Kechavarz Nelly

Ta’zieh – art de transgression : étude sur un théâtre religieux iranien

Promoteur : Jihane Sfeir (ULB) Copromoteur : Jean-François Dior (ArBA-ESA)
(2016-)

Bien que les lois de l’orthodoxie islamique soient prônées en Iran, le peuple iranien et ses artistes ont toujours réussi à transmettre leurs idées au sein de la société sans jamais cesser de se référer à leur héritage culturel pré-islamique, que cela soit dans le théâtre, le cinéma, la peinture, etc. La question vitale qui se pose en ce qui concerne l’expression artistique en Iran est donc : comment ces artistes (professionnels ou amateurs) y sont-ils parvenus ? L’art contemporain iranien a-t-il réussi à transgresser les préceptes idéologiques ?

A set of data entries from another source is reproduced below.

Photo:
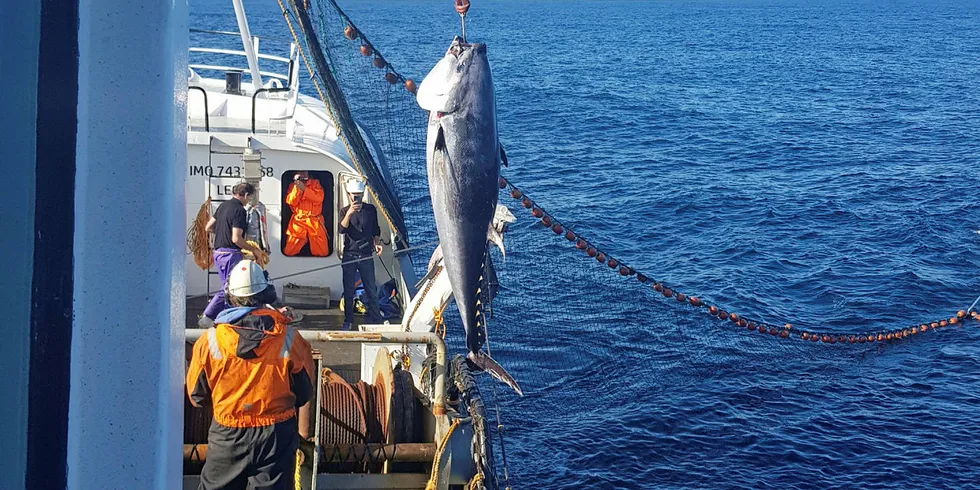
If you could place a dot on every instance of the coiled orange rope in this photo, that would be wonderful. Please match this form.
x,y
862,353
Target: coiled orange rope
x,y
198,240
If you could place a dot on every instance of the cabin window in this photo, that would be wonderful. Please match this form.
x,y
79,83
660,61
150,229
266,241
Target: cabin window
x,y
307,213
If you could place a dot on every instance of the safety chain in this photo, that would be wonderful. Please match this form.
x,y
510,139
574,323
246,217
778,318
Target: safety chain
x,y
352,33
786,331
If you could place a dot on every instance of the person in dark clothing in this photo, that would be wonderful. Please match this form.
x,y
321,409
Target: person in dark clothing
x,y
256,371
362,240
230,222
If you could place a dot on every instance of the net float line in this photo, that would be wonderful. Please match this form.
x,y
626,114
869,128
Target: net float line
x,y
368,49
735,320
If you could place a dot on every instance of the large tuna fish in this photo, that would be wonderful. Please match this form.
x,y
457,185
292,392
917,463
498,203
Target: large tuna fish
x,y
463,158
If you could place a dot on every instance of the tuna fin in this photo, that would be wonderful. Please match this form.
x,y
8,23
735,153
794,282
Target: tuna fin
x,y
498,225
440,144
491,283
486,363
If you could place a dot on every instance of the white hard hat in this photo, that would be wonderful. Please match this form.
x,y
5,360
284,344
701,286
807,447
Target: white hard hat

Il existe une forme de théâtre sacré né en Iran, le Ta’zieh, considéré comme unique au monde. Ce théâtre religieux pluridisciplinaire réunissant actions scéniques, musique, chant, littérature, costumes, peinture, accessoires spécifiques, cortèges, etc., ne cesse d’évoluer depuis des siècles. Sa particularité est qu’il a été inventé par le peuple, par des gens n’ayant aucune formation artistique, mais qu’il est pourtant un spectacle grandiose cristallisant les spécificités ethnologique et anthropologique du peuple iranien. Est-ce que cette forme théâtrale a influencé l’art moderne et l’art contemporain en Iran ? Et si la réponse est positive, quels sont les aspects particuliers qui s’y reflètent ?

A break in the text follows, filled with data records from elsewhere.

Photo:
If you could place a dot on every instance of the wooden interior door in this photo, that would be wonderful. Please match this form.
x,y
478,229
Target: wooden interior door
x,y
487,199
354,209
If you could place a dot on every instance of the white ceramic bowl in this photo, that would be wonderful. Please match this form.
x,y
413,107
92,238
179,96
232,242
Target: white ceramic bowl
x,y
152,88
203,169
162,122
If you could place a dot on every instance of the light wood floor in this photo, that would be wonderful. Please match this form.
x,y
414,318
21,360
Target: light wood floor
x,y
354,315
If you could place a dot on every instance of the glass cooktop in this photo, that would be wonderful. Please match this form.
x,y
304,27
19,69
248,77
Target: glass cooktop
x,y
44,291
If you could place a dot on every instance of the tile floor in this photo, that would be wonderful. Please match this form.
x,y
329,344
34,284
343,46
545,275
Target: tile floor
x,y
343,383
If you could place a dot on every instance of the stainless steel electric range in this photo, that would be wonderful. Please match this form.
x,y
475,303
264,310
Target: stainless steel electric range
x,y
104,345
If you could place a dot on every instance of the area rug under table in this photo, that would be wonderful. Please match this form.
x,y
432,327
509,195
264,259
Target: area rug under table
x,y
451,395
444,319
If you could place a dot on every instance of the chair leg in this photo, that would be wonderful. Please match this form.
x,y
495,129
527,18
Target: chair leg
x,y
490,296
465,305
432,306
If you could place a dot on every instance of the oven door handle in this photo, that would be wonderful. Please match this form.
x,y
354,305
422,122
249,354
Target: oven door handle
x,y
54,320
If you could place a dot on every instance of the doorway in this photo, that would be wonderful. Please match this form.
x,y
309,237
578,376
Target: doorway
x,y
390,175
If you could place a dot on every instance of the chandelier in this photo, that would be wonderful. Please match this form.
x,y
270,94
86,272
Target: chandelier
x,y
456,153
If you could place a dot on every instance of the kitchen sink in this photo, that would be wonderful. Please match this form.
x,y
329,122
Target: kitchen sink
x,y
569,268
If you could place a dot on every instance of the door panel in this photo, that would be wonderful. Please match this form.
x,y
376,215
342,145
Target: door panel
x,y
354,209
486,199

Avec le Ta’zieh, drame rituel et lyrique, on touche au cœur de la religiosité populaire iranienne. C’est une forme théâtrale de la représentation du pathos, quasi sécularisée à travers les temps et qui survit encore à travers ses métamorphoses. Cependant, en Iran, le Ta’zieh remplit non seulement ce rôle mais il est également devenu un moyen de transgression des interdits religieux par le biais des arts.

Les recherches existantes concernant le Ta’zieh n’abordent, pour la plupart, que des questions d’ordre très général ou bien, le comparent avec le Mystère (ou Passion) du Moyen âge. Aucune d’entre elles ne s’intéresse au sens caché et à la compréhension des langages qui composent les cérémonies de deuil du mois de Moharram et du Ta’zieh. Ce sera précisément l’objet de ce projet de recherche doctoral, qui tentera en outre de définir les influences du Ta’zieh sur l’art moderne et l’art contemporain iranien tout en apportant un regard nouveau du point de vue artistique et contemporain sur ce genre théâtral particulier.